I have been working on many SaaS products for some years now. In each of them, my workflow was pretty much the same during the first two to four weeks of development – setting up authentication, connecting Stripe, creating an admin dashboard, configuring emails before even thinking about the actual product.
This is when I realized the need for a production-ready Next.js boilerplate that covers all those boring tasks from the beginning.
Here is what I learned along the way.
Why Most Next.js Boilerplates Are Failing
Google "nextjs boilerplate" and you'll find a dozen different options. All of them will give you something like a good starting point with TypeScript and TailwindCSS. But that is it.
Sure, it's fine if you are trying something as a personal hobby project. It's not fine if you want to build a real SaaS product.
In my opinion, a proper production-ready Next.js boilerplate needs to tackle problems you haven't faced yet not just the ones you already know.
The True Cost of Creating a SaaS Product from Scratch
Before building Kostra, I tracked how much time I needed to do some common setups for each of my SaaS projects:
• Authentication using Google OAuth, email/password, and OTP verification: 3-4 days
• Stripe integration with subscriptions, one-time payments, webhooks, billing portal: 4-5 days
• A file upload system with S3, pre-signed URLs, and private buckets: 2-3 days
• Admin panel with user management and role permissions: 3-4 days
• Email system for sending templates with a flexible provider: 2-3 days
• Blog/CMS with categories, SEO slugs, and Rich Text Editor: 2-3 days
That is about four-five weeks worth of setups before even coding a single line of your product itself. On every new project.
Even if you value your time at $50/hour, that makes almost $10,000 in setups per project. Even reusing some code is not enough to reduce it.
What a True Next.js SaaS Boilerplate Should Have
In order to create a proper Next.js SaaS boilerplate, I wrote down all the necessary features I would expect from a production app.
1. Authentication System
A basic auth implementation is always easy. A production-ready auth system requires lots of work.

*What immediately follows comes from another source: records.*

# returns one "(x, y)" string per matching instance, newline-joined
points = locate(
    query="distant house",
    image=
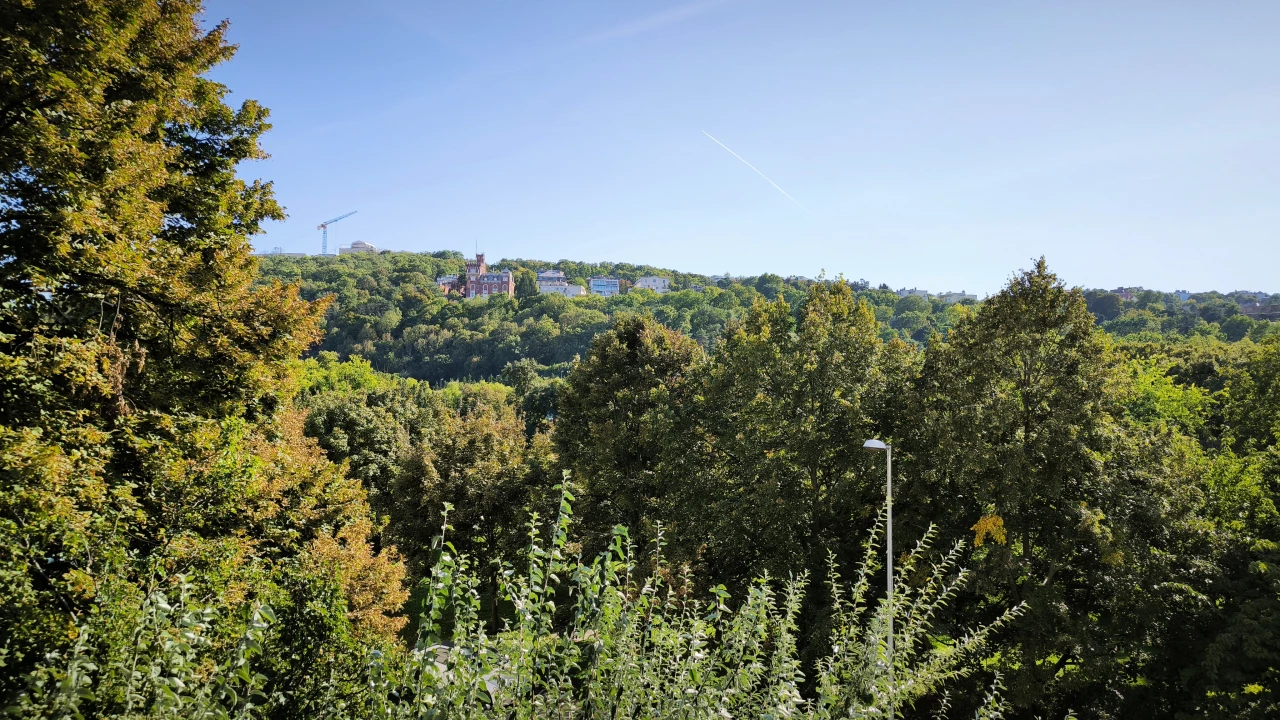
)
(554, 282)
(483, 283)
(359, 246)
(1260, 311)
(654, 283)
(448, 283)
(278, 253)
(949, 297)
(604, 287)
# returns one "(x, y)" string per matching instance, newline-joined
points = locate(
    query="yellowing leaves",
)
(988, 527)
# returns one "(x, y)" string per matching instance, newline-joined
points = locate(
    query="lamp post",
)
(873, 446)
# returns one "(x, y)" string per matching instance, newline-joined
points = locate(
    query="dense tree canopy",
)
(228, 483)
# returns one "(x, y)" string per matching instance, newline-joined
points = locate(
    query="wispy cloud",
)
(757, 172)
(650, 23)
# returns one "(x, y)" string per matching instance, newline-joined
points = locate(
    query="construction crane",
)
(324, 226)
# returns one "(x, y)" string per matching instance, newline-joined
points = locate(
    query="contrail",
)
(757, 171)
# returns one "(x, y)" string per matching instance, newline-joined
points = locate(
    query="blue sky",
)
(929, 144)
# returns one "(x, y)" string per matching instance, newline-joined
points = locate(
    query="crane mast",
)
(324, 226)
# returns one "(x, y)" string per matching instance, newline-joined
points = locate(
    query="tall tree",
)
(1016, 442)
(138, 365)
(786, 405)
(617, 418)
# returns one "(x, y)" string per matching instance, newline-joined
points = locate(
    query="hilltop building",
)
(654, 283)
(1260, 311)
(604, 287)
(554, 282)
(483, 283)
(949, 297)
(355, 247)
(278, 253)
(448, 283)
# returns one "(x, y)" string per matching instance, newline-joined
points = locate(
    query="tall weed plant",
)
(580, 639)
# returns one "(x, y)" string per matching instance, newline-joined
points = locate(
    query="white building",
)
(604, 287)
(359, 246)
(654, 283)
(553, 281)
(949, 297)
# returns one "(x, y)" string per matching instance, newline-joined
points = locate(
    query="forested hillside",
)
(312, 487)
(385, 309)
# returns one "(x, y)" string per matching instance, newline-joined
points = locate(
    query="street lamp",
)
(873, 446)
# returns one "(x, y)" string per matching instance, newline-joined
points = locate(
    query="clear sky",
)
(931, 144)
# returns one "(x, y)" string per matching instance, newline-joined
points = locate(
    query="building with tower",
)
(483, 283)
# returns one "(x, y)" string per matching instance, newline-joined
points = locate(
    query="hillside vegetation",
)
(387, 309)
(292, 488)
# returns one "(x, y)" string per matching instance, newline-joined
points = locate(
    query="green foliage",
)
(606, 639)
(145, 429)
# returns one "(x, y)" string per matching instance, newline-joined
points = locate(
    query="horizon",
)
(931, 145)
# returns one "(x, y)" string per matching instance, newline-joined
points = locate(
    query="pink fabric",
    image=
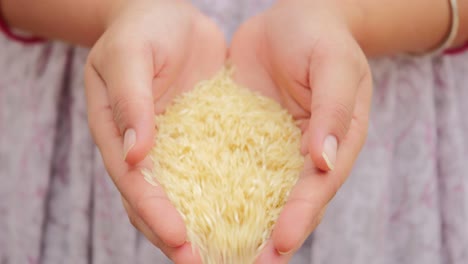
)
(405, 202)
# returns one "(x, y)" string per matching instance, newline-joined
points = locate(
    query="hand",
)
(303, 54)
(151, 51)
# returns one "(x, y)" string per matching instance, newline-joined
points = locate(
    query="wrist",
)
(390, 27)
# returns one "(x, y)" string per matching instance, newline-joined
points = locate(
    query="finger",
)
(269, 255)
(127, 71)
(149, 202)
(313, 191)
(334, 78)
(182, 254)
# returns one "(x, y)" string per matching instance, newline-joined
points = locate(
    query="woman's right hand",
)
(151, 51)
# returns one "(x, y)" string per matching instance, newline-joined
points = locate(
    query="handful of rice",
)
(227, 159)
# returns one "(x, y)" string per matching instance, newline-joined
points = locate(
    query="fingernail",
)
(284, 253)
(330, 146)
(129, 141)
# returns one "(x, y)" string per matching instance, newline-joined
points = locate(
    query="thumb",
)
(334, 81)
(128, 77)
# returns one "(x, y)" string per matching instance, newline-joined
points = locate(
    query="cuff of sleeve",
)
(9, 33)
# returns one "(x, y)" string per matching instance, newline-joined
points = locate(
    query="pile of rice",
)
(227, 159)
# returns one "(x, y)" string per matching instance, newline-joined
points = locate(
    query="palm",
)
(289, 56)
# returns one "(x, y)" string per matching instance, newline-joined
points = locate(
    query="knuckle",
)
(123, 106)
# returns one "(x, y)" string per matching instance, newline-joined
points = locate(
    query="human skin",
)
(312, 56)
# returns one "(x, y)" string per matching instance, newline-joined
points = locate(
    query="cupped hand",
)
(151, 51)
(304, 54)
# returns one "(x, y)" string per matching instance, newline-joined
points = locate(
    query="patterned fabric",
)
(405, 202)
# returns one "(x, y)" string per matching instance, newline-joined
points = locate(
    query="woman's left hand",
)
(304, 55)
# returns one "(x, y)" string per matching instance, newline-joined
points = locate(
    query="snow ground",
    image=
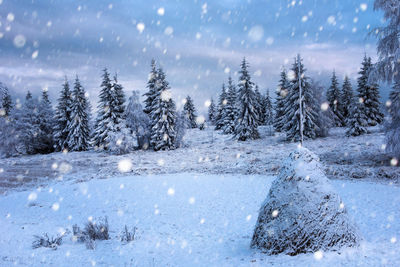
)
(183, 220)
(168, 194)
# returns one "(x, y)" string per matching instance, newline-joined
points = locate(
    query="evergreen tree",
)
(335, 102)
(358, 122)
(222, 101)
(152, 86)
(268, 110)
(110, 110)
(44, 141)
(163, 117)
(6, 103)
(368, 92)
(211, 112)
(138, 121)
(388, 67)
(347, 98)
(247, 120)
(308, 110)
(190, 112)
(280, 102)
(230, 109)
(63, 117)
(78, 138)
(259, 106)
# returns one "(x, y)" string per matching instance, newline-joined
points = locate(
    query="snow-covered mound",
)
(302, 213)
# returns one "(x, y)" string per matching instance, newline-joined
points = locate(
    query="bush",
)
(45, 241)
(127, 236)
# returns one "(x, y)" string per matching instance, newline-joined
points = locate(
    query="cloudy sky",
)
(199, 43)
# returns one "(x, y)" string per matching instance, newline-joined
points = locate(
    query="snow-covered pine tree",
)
(163, 117)
(368, 91)
(63, 117)
(28, 124)
(335, 102)
(260, 106)
(110, 111)
(78, 129)
(358, 121)
(388, 67)
(230, 109)
(211, 112)
(152, 92)
(280, 102)
(190, 112)
(247, 120)
(268, 109)
(44, 138)
(347, 98)
(6, 102)
(219, 119)
(309, 106)
(138, 121)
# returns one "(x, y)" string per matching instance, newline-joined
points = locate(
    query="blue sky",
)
(198, 43)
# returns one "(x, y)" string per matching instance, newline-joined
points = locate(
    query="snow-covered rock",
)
(302, 213)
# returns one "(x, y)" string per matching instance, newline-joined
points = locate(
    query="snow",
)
(197, 208)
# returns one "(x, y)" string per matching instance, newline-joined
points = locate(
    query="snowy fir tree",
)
(190, 112)
(138, 121)
(260, 105)
(6, 101)
(44, 137)
(163, 117)
(268, 109)
(247, 120)
(335, 102)
(63, 117)
(358, 121)
(78, 138)
(280, 102)
(388, 67)
(230, 109)
(152, 92)
(211, 112)
(368, 92)
(110, 110)
(222, 101)
(347, 98)
(304, 104)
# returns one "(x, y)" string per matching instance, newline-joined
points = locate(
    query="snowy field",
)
(192, 206)
(183, 220)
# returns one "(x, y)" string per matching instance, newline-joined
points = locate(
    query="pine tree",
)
(190, 112)
(138, 121)
(230, 109)
(280, 100)
(219, 119)
(335, 102)
(110, 110)
(388, 67)
(358, 122)
(6, 103)
(79, 132)
(63, 117)
(309, 108)
(163, 117)
(368, 92)
(268, 109)
(211, 112)
(259, 106)
(152, 86)
(347, 98)
(247, 120)
(44, 138)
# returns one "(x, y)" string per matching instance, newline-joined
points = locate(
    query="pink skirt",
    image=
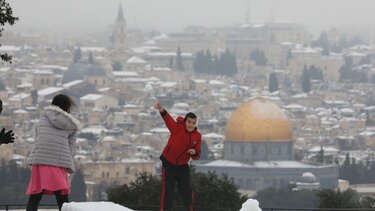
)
(48, 179)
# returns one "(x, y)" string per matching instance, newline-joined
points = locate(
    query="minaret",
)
(118, 37)
(247, 17)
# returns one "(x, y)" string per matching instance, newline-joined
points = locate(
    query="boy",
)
(5, 137)
(184, 143)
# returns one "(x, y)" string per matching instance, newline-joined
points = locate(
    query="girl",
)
(52, 156)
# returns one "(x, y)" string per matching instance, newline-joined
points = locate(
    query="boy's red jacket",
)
(180, 141)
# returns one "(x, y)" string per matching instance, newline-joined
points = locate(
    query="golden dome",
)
(258, 120)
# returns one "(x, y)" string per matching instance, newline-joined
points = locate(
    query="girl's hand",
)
(159, 107)
(191, 151)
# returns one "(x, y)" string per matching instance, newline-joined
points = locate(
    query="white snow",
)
(250, 205)
(93, 206)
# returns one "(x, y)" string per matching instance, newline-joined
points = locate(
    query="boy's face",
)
(190, 124)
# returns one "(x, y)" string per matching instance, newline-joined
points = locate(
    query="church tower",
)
(118, 38)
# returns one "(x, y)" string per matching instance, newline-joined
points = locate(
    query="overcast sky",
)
(174, 15)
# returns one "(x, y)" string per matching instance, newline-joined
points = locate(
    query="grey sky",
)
(174, 15)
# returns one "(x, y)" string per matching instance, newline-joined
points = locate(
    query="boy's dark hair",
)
(191, 115)
(63, 101)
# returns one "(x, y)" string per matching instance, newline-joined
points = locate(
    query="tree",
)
(258, 57)
(6, 17)
(305, 80)
(170, 62)
(34, 96)
(179, 64)
(91, 58)
(205, 151)
(336, 199)
(289, 56)
(210, 192)
(13, 181)
(117, 66)
(320, 158)
(77, 55)
(287, 197)
(346, 69)
(78, 192)
(273, 83)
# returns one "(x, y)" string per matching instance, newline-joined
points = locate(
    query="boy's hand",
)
(191, 151)
(6, 137)
(159, 107)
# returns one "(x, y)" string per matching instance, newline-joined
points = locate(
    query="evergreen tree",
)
(365, 60)
(34, 96)
(117, 66)
(91, 58)
(170, 64)
(13, 181)
(199, 62)
(305, 80)
(289, 56)
(258, 57)
(273, 83)
(329, 198)
(205, 151)
(179, 63)
(287, 197)
(78, 192)
(315, 73)
(320, 158)
(347, 69)
(210, 192)
(208, 62)
(325, 51)
(77, 55)
(6, 17)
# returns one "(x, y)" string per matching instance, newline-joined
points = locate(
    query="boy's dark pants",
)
(170, 175)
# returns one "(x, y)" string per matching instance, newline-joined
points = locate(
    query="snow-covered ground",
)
(249, 205)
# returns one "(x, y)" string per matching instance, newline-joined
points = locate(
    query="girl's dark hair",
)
(191, 115)
(63, 101)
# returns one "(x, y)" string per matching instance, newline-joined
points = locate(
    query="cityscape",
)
(277, 104)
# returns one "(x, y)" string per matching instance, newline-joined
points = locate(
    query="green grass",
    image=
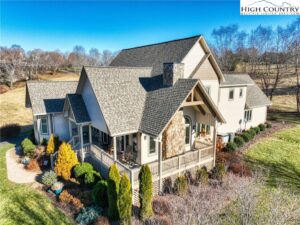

Here are some features that Kostra comes with:
• Support for Google OAuth and email/password by default
• OTP verification for login without using passwords
• JWT-based sessions with secure cookies
• Password reset system with expiring tokens
• Role-based authentication (admin and user routes)
Most nextjs boilerplate options end their auth implementation after saying "users can sign in". And it isn't enough for a production app.
**2. Comprehensive Stripe Integration
Creating a checkout page for payments is easy. Integrating with Stripe in a SaaS app requires more. Here is what Kostra comes with for a Stripe integration:
• Subscription management (upgrades/downgrades)
• Payments and one-time payments
• Handling all important events via webhooks
• A billing portal where customers can manage their own subscriptions
• Credits system for usage-based payments
It takes the longest to create a Stripe integration correctly because Stripe offers a wide range of possible solutions and a lot of edge cases.
3. Real File Management System
Saving files locally in dev environment is okay. Storing them securely on a cloud service requires some extra steps. Kostra uses Cloudflare R2 and S3 and includes such important things as:
• Pre-signed URLs for secure direct uploads
• Public and private buckets for storing sensitive files
• A drag-and-drop interface for uploading files
• Organization of files based on their purposes
4. Proper Architecture
This is where many boilerplate saas apps cut off a lot of corners. In Kostra, there are such architectural solutions as:
• Atomic Design with UI components being atoms, molecules, and organisms for easier maintainability
• Repository and Service patterns to separate concerns and easily modify your code
• Factory Patterns to connect external services (email providers, cloud providers) without modifying your code
• Integration with Jest for running integration tests and CI/CD
Poor architecture seems cheap until you realize that your app has reached a point where it starts slowing you down and costing a lot of money for rewriting everything.
5. Other Features a SaaS Product Requires
In addition to the mentioned ones, a full-featured saas template needs:
• A blog/CMS with SEO-friendly slugs and Rich Text Editor
• Forms for capturing leads and contacting customers
• Sending email campaigns and templates for Resend and AWS SES
• Managing users with filtering, pagination, soft deletion, and onboarding status
• Admin panel with information about all registered users, credits, and subscribed plans
What I Would Do Differently
Think about architecture first. I built several features too early which I had to rewrite later because of poor architecture decisions. Thinking about repositories and services first could save me a week or two.
Don't underestimate emails. They seem like a minor feature but when you add templates, handling deliverability issues, using several providers for transactional and marketing messages, it becomes really complex.
Test your code from day one. Configuring Jest and setting up CI/CD from day one looks like an unnecessary overhead but skipping it until you see it as important slows everything down significantly.
Who This Is For
Kostra is for developers and product owners who want to launch a SaaS app fast without sacrificing its production-ready setup. For someone who wants to try out Next.js and have freedom in developing a personal project, T3 Stack or create-next-app may be a better option.